Mobilfunk: Die Grenzwerte für Mobilfunkantennen sollen nicht angehoben werden. Der Ständerat hat sich dagegen ausgesprochen. Das Thema bewegt: Noch nie hätten sie so viele Zuschriften aus der Bevölkerung erhalten, sagten viele Ratsmitglieder. Am Ende war es ein knapper Entscheid. Der Ständerat lehnte die Motion aus dem Nationalrat mit 20 zu 19 Stimmen bei 3 Enthaltungen ab. Der Vorstoss ist damit erledigt. Die Befürworter argumentierten, das Mobilfunknetz müsse modernisiert werden. Die Alternative zu höheren Grenzwerten wären neue Antennen. Die Gegner warnten vor den möglichen Auswirkungen auf die Gesundheit. Die Langzeitfolgen seien nicht bekannt. Viele wiesen auf den Widerspruch hin, dass jeder gute Mobilfunkverbindungen möchte, aber niemand Antennen in der Nähe.
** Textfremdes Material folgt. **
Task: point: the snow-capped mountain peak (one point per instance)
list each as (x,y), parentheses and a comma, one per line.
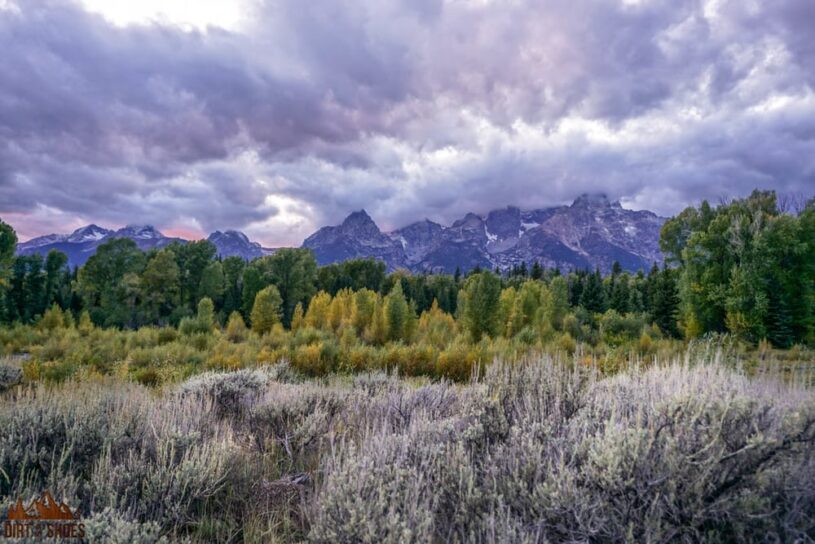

Schifffahrt: Bei Bootsführern soll künftig wie bei Autofahrern ein Atemalkoholtest genügen, um einen zu hohen Pegel nachzuweisen. Heute ist dafür eine Blutprobe nötig. Der Ständerat hat der Rechtsgrundlage für beweissichere Atemalkoholproben zugestimmt, wie sie im Strassenverkehr üblich sind. Mit der Änderung des Binnenschifffahrtsgesetzes wird auch die Sicherheitsaufsicht angepasst. Bisher wurden Schiffe umfassend getestet, bevor sie zugelassen wurden. Künftig sollen nur jene Teile geprüft werden, die besonders sicherheitsrelevant sind.

Autobahn: Nach dem Willen des Ständerats soll der Autobahnanschluss Emmen Nord wieder geöffnet werden. Anders als der Nationalrat will der Ständerat den Bundesrat aber zuerst beauftragen, die beste Lösung zu ermitteln. Ziel soll eine Wiedereröffnung des Anschlusses zu mindestens drei Vierteln sein. Es ist dem Ständerat auch ein Anliegen, die Gesamtsicht des Nationalstrassennetzes nicht aus den Augen zu verlieren, wie der Sprecher der Verkehrskommission sagte. Der abgeänderte Text einer Motion des Luzerner SVP-Nationalrats Felix Müri geht nun zurück an den Nationalrat.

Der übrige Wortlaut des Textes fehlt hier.